2. Whether the Wealth-tax Officer is obligated to determine the net value of the appellant's businesses as a whole in shares based on the balance-sheets as per Section 7(2)(a).

Issue-wise Detailed Analysis:

1. Interpretation of Section 7(1) and Section 7(2)(a) of the Wealth-tax Act, 1957:

Section 7(1) of the Wealth-tax Act mandates that the value of any asset, other than cash, should be estimated based on the price it would fetch if sold in the open market on the valuation date. This implies that the Wealth-tax Officer must estimate the market value of each asset. However, Section 7(2)(a) provides an alternative method where the Wealth-tax Officer may, instead of valuing each asset separately, determine the net value of the assets of the business as a whole, considering the balance-sheet and making necessary adjustments.
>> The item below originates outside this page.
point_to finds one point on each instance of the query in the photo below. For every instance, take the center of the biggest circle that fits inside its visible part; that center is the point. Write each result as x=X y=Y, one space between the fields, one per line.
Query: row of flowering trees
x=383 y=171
This section gives the Wealth-tax Officer the discretion to choose between the two methods.

2. Obligation of Wealth-tax Officer under Section 7(2)(a):

The assessees, both dealers in shares, argued that the shares in stock should be valued based on their books of account and balance-sheet, relying on Section 7(2)(a). However, the Wealth-tax Officer valued the shares at the market price on the relevant valuation dates, a decision upheld by the Appellate Assistant Commissioner and the Tribunal. The Tribunal concluded that the Wealth-tax Officer had the authority to compute the valuation of the assets under Section 7(1).

The High Court examined whether the Wealth-tax Officer was obligated to use the balance-sheet method under Section 7(2)(a). It was determined that Section 7(2)(a) provides an option, not an obligation, for the Wealth-tax Officer to adopt the balance-sheet method. The use of the word "may" in Section 7(2)(a) indicates that the Wealth-tax Officer has the discretion to choose either method. This interpretation is supported by several High Court decisions, including those from Allahabad, Bombay, Calcutta, Mysore, and Andhra Pradesh, which consistently held that the Wealth-tax Officer has the discretion to use either the market value method under Section 7(1) or the balance-sheet method under Section 7(2)(a).

Conclusion:

The High Court concluded that it was not obligatory for the Wealth-tax Officer to determine the net value of the businesses of the assessees under Section 7(2)(a) and that he had the option to proceed under Section 7(1) to value each asset separately. The question referred to the court was answered in the negative, favoring the department and against the assessees. The court also noted that the practice of making joint references for different assessees by the Tribunal was not justified and recommended separate references for each case.

In summary, the judgment clarifies that the Wealth-tax Officer has the discretion to choose between valuing each asset separately at market value or determining the net value of the business as a whole based on the balance-sheet, and is not obligated to follow the latter method.